The controllers aren’t the only ones involved. Millions of airline passengers and employees and many fliers who pilot their own aircraft face serious threats to their safety because of what’s being done by the controllers’ bosses — Bush appointees who run the Federal Aviation Administration.
FAA policies have kept many air traffic control towers badly understaffed, subjecting the clearly demoralized men and women who operate them to long, fatiguing work shifts with little time to rest. Listen, for instance, to what one veteran controller says of the work schedules (anonymously, for fear of employer retaliation):
“Hundreds, if not thousands of air traffic controllers work a day shift — typically from 6 a.m. to 2 p.m. — then report back to work that night, eight or nine hours later… On a good evening, I get four hours sleep. A typical evening I get 2 1/2. That’s right,
2 1/2 hours of sleep for an already sleep-deprived mind and body that has been going all week. Then it’s in the shower, a snack, pack up and drive back to work to separate airplanes from the ground and from each other.”
Under such circumstances, the potential for serious accidents is obvious. Consider the crash of a Conair jet on takeoff from the Lexington, Ky., airport last August that killed all 49 passengers and crew members. Only one controller was on duty, although staffing requirements called for two, and the lone controller had had only nine hours between shifts – and only two hours sleep.
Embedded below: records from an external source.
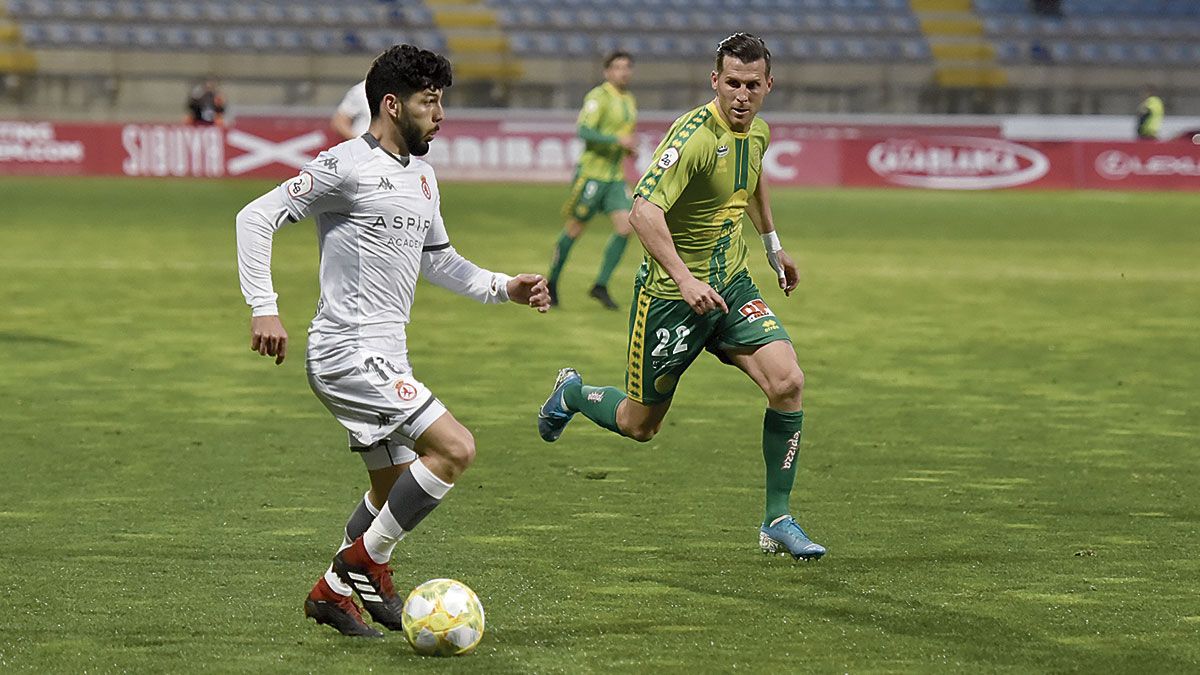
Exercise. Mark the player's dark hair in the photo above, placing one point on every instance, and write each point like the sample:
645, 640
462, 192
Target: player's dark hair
745, 47
618, 54
405, 70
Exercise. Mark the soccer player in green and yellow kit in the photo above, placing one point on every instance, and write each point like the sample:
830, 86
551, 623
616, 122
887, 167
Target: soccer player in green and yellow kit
694, 292
606, 125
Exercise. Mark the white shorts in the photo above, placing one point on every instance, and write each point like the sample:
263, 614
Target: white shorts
379, 402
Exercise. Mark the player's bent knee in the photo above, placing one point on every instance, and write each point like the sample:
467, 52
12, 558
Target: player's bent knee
642, 432
787, 388
460, 451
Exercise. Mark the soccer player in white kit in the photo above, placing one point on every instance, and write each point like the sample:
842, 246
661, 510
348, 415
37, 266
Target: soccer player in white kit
379, 225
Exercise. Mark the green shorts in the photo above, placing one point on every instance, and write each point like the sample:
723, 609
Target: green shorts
591, 197
666, 335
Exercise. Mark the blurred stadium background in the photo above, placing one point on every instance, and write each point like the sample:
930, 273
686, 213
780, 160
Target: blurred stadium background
846, 71
115, 59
The controllers have tried through their union to improve the situation. But the FAA, as unabashedly anti-labor as all other federal agencies under Bush, rejected union demands for improvements during negotiations for a new contract last year. The agency then unilaterally imposed new work rules that made the situation even worse.
Previously, controllers were guaranteed rest breaks after every two hours of their eye-straining high-anxiety work of following aircraft paths across radar screens. But no more. And they can now be forced to work overtime, however fatigued or stressed they may be. Nor are controllers any longer guaranteed two consecutive weeks of vacation.
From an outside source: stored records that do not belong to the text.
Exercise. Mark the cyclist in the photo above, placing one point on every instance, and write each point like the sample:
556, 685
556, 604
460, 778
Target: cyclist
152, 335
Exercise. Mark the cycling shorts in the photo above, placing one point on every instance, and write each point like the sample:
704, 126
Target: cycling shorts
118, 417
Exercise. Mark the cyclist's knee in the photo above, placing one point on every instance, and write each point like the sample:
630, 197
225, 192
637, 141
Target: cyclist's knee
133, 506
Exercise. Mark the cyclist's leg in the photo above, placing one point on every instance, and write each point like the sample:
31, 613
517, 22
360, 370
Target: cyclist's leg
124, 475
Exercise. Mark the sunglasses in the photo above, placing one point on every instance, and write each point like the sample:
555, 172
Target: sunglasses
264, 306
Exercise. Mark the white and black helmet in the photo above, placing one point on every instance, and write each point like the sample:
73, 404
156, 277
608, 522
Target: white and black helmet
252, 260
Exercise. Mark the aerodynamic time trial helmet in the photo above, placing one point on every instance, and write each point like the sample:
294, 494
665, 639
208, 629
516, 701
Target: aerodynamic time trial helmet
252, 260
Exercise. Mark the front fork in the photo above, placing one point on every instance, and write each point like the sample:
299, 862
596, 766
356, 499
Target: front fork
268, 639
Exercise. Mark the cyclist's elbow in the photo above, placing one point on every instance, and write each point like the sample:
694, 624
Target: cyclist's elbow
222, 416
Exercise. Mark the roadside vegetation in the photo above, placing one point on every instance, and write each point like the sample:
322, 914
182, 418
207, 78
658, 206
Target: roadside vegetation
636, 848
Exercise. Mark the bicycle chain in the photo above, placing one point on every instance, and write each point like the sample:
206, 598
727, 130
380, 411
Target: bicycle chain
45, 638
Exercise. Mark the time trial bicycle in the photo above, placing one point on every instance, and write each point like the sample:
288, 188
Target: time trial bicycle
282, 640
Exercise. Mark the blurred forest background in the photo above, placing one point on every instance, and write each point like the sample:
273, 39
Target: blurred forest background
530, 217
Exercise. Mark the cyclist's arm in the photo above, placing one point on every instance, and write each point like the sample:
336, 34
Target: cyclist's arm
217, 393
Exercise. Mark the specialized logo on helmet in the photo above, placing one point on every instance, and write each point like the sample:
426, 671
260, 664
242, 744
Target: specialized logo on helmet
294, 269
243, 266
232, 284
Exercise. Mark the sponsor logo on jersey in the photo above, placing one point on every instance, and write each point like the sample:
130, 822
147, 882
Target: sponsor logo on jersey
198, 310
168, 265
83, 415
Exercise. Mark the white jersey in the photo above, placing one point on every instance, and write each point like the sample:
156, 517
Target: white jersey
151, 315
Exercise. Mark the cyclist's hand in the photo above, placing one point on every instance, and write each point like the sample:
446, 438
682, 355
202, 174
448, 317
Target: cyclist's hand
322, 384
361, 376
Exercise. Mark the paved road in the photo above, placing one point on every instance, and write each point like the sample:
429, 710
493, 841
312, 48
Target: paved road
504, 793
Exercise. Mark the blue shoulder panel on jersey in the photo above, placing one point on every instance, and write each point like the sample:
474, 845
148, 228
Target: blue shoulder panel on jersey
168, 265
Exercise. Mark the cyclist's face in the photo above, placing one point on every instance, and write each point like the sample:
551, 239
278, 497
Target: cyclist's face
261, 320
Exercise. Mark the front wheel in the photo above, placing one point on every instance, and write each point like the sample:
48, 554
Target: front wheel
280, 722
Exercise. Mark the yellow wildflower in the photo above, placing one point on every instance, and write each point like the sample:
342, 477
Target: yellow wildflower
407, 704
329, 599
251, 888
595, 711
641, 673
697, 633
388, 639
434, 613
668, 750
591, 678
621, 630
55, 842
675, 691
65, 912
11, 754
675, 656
Newly-hired controllers will be paid 30 percent less than those now on the job, creating a two-tier system that’s bound to cause friction among the controllers and give the FAA a great incentive to force veteran controllers out in favor of cheaper newcomers. And whether they be long-time or recently-hired employees, the FAA is aiming to increase their workloads by an average of 10 percent each over the next few years.
That’s not all, either. The agency imposed a dress code on controllers. No jeans, no T-shirts, no sneakers or sandals. The FAA said it wanted to make certain that controllers’ attire would not “erode public confidence” in them, although most work in windowless rooms, unseen by the public.
Not surprisingly, the controllers’ morale appears to be near rock-bottom. Recent FAA surveys indicate that two-thirds of them are unhappy with how the agency is managed. What’s more, they’ve filed more than 280.000 formal grievances charging the FAA with violating their union rights.
The number of controllers, about 15,000 when President Bush took office, has been steadily declining at the same time that air traffic has been steadily increasing. In the past three years alone, the controllers’ ranks have shrunk by 1,100. The union says that has caused “massive fatigue” among the remaining controllers who’ve had to take on extra workloads, including 10-hour shifts and six-day work weeks. Some control towers have had to be shut down for hours at a time for lack of controllers.
Nearly 70 percent of the current controllers are expected to retire over the next decade, and an undetermined but significant number expected to resign because of the working conditions imposed by George Bush’s FAA – conditions that threaten the safety of millions.
But give Bush his due. He’s actually managed to outdo Ronald Reagan, long proclaimed the greatest of all union-busters.